An increasingly great time to be a saver. Starting to be able to lock in decent returns with duration.

 

Short stuff

1 yr bill:    5.0% 

CLO AAA 6.3% 

 

Longer Stuff

10 yr:       4.07%

30 yr        4.01%

MBS Index Yield to Worst: 4.8%

20 yr BBB Corps 6%

 

TIPS

5 yr: 1.7%

10 yr: 1.6%

30 yr: 1.6%

 

Edited by thepupil
Posted

Obviously focus on this thread is primarily S&P 500. 

 

But European markets have been on a tear and are back at all time highs. 

 

Helps that they have a pretty high concentration in commodities and financials which have benefited from the increase in interest rates and growing optimism that there will be a soft landing and they don't have as much exposure to tech stocks and other interests sensitive growth stocks. 

 

How do people rate the prospects? Traditionally if the US has a good decade then EAFE tends to have a good decade the following one 

Posted
1 hour ago, mattee2264 said:

Obviously focus on this thread is primarily S&P 500. 

 

But European markets have been on a tear and are back at all time highs. 

 

Helps that they have a pretty high concentration in commodities and financials which have benefited from the increase in interest rates and growing optimism that there will be a soft landing and they don't have as much exposure to tech stocks and other interests sensitive growth stocks. 

 

How do people rate the prospects? Traditionally if the US has a good decade then EAFE tends to have a good decade the following one 

A lot of European and non-US stocks are very cheap.  A number of excellent businesses priced at low multiples.  

Posted
55 minutes ago, Dinar said:

A lot of European and non-US stocks are very cheap.  A number of excellent businesses priced at low multiples.  

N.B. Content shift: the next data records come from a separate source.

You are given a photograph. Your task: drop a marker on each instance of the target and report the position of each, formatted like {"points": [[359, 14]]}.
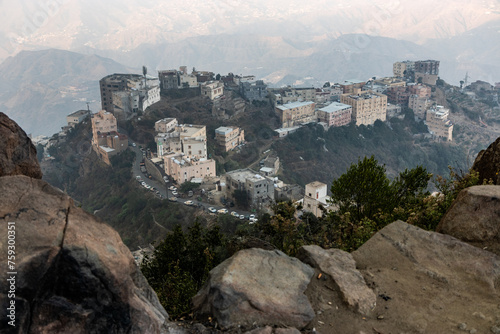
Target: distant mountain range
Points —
{"points": [[283, 42], [39, 88]]}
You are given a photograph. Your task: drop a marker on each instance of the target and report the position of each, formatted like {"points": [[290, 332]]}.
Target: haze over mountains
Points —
{"points": [[283, 42]]}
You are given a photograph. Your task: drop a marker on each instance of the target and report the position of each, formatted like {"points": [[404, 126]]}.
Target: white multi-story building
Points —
{"points": [[438, 123]]}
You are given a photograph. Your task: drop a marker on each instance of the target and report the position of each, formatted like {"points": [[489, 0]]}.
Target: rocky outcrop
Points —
{"points": [[256, 287], [474, 215], [342, 269], [487, 163], [427, 282], [17, 153], [74, 274]]}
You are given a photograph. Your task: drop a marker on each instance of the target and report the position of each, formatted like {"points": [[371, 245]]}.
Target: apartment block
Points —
{"points": [[183, 169], [419, 105], [438, 123], [296, 113], [77, 117], [122, 94], [427, 66], [367, 107], [335, 114], [165, 125], [401, 69], [106, 141], [260, 189], [316, 196], [350, 86], [187, 139], [229, 137], [212, 89]]}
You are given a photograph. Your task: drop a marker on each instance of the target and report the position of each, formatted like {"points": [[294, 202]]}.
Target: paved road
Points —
{"points": [[163, 187]]}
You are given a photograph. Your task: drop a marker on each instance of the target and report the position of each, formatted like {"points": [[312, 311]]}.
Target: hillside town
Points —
{"points": [[181, 149]]}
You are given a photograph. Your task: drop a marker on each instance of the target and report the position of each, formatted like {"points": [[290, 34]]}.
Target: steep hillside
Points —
{"points": [[39, 88]]}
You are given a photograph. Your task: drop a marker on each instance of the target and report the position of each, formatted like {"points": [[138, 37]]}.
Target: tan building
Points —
{"points": [[335, 114], [77, 117], [390, 82], [212, 89], [419, 105], [166, 125], [183, 169], [187, 139], [351, 86], [438, 123], [259, 188], [229, 137], [106, 141], [367, 107], [296, 113], [316, 196]]}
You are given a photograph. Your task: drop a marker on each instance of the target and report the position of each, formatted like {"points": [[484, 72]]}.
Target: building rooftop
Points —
{"points": [[294, 105], [223, 130], [334, 107], [352, 82], [79, 113]]}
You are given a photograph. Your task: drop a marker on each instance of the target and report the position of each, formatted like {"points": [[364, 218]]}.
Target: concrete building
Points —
{"points": [[260, 189], [187, 139], [335, 114], [165, 125], [106, 141], [177, 79], [253, 90], [212, 89], [183, 169], [315, 197], [438, 123], [367, 107], [296, 113], [229, 137], [390, 82], [426, 78], [427, 67], [77, 117], [349, 86], [401, 69], [122, 94]]}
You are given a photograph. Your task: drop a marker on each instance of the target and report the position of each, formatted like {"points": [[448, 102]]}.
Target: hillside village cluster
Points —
{"points": [[182, 148]]}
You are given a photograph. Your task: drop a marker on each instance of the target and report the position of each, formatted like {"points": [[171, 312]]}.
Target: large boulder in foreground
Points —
{"points": [[427, 282], [257, 287], [74, 274], [487, 163], [342, 269], [474, 215], [17, 152]]}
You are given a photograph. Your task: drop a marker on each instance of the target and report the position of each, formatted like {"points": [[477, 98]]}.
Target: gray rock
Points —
{"points": [[74, 274], [257, 287], [17, 152], [342, 268], [474, 215]]}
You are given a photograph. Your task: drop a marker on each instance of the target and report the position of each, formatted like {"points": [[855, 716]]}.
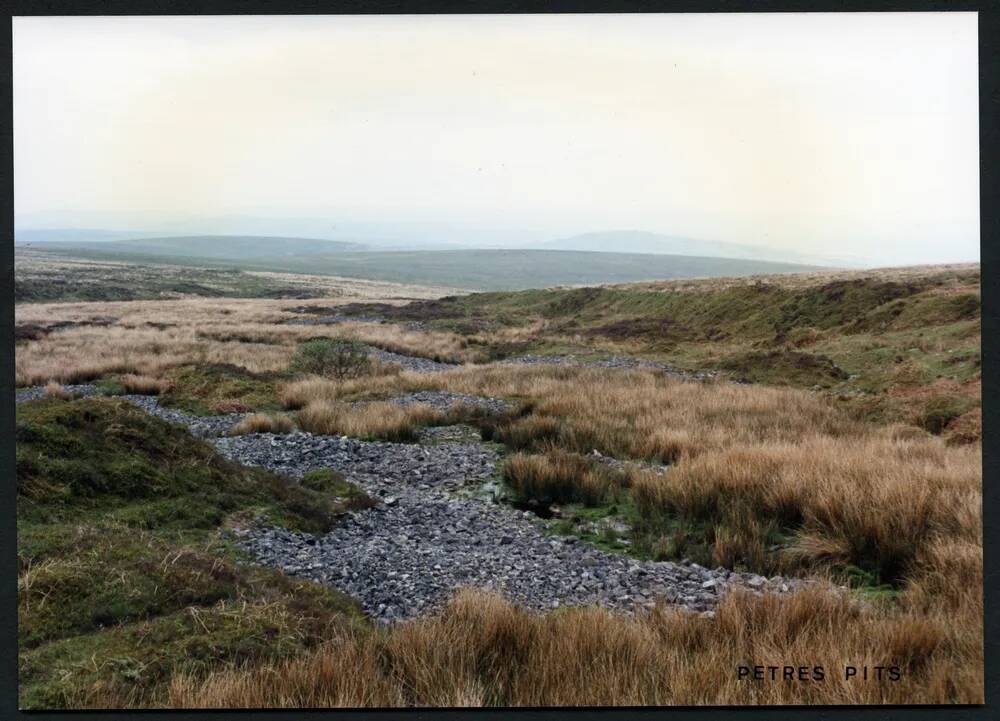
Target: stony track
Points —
{"points": [[422, 541]]}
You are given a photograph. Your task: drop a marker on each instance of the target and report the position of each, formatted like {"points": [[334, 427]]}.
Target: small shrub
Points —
{"points": [[54, 389], [261, 423], [966, 429], [144, 385], [335, 357]]}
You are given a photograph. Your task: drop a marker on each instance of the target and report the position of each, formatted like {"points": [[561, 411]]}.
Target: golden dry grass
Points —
{"points": [[263, 423], [746, 459], [55, 390], [384, 421], [144, 385], [560, 477], [875, 501], [481, 650], [149, 337], [626, 414]]}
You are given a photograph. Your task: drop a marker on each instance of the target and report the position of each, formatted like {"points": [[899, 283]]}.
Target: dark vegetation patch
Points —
{"points": [[784, 367], [651, 331], [109, 457], [221, 388], [29, 331], [121, 559], [562, 477]]}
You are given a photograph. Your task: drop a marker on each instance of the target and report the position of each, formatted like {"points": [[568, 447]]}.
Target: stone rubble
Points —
{"points": [[423, 540], [617, 362]]}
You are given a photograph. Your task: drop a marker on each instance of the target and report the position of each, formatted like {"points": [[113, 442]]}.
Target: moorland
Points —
{"points": [[311, 491]]}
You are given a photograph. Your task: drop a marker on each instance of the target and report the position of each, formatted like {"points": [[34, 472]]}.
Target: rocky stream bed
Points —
{"points": [[428, 535]]}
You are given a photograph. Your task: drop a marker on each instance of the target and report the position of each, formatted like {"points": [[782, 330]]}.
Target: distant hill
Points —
{"points": [[471, 269], [638, 241], [76, 235], [231, 248]]}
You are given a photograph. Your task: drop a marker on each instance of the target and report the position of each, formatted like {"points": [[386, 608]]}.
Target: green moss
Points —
{"points": [[221, 388], [784, 367], [122, 559]]}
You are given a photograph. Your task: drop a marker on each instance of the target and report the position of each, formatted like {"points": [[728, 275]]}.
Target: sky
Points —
{"points": [[853, 135]]}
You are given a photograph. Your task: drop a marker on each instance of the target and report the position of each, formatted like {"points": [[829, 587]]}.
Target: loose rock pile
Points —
{"points": [[619, 362], [445, 400], [423, 541]]}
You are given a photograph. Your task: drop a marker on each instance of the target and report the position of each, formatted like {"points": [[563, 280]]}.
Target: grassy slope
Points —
{"points": [[47, 282], [476, 269], [879, 340], [124, 578]]}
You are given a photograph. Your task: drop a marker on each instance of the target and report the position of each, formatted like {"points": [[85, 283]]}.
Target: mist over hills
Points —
{"points": [[472, 269], [638, 241]]}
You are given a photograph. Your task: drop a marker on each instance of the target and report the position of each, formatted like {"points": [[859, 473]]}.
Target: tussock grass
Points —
{"points": [[874, 502], [150, 337], [144, 385], [561, 477], [382, 421], [55, 390], [481, 650], [263, 423]]}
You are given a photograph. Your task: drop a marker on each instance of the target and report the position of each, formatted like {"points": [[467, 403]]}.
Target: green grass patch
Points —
{"points": [[125, 574], [222, 388]]}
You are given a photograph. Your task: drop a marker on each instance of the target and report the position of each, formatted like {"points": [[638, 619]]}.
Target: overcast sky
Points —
{"points": [[849, 134]]}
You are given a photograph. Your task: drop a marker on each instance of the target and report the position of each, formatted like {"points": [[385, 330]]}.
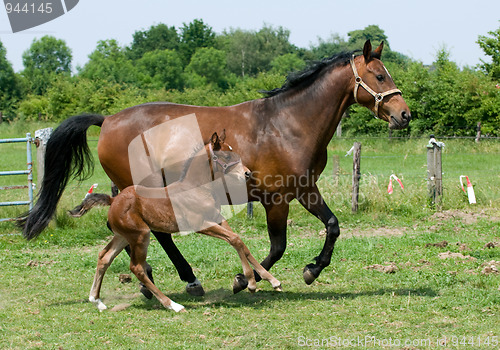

Which names would you throw in?

Posted
21 minutes ago, longlake95 said:

Have a look at FEVR, small wonderful business. Disclosure: I own it.

1.5b marketcap, 80b net income, soft drinks? Doesnt look exciting on a first glance. Whats the thesis?

Posted

Category leader in premium mixer (complementing the premium mixed drink category that's growing fast). Growing fast abroad. High ROIC. No debt. High inside ownership. Dividends (both regulars and specials) Sure, there's cost issues lately, with inflation. That too shall pass...

Posted

The inflation cost issues are gonna swing back the other way at some point, and then margins across the board get a boost again. This is true for pretty much every company with any sort of structural market advantage. 

Posted
Just now, Gregmal said:

The inflation cost issues are gonna swing back the other way at some point, and then margins across the board get a boost again. This is true for pretty much every company with any sort of structural market advantage. 

absolutely.... Are glass prices and aluminum can prices going to stay elevated for ever? of course not.  It's a money laying on the ground (at the risk of sounding bold....LOL) They have been shipping most of the finished product to the U.S. ( largest market ) from the UK during this period (imagine those costs). Wait till the 2 bottling plants are up and running fully in the U.S.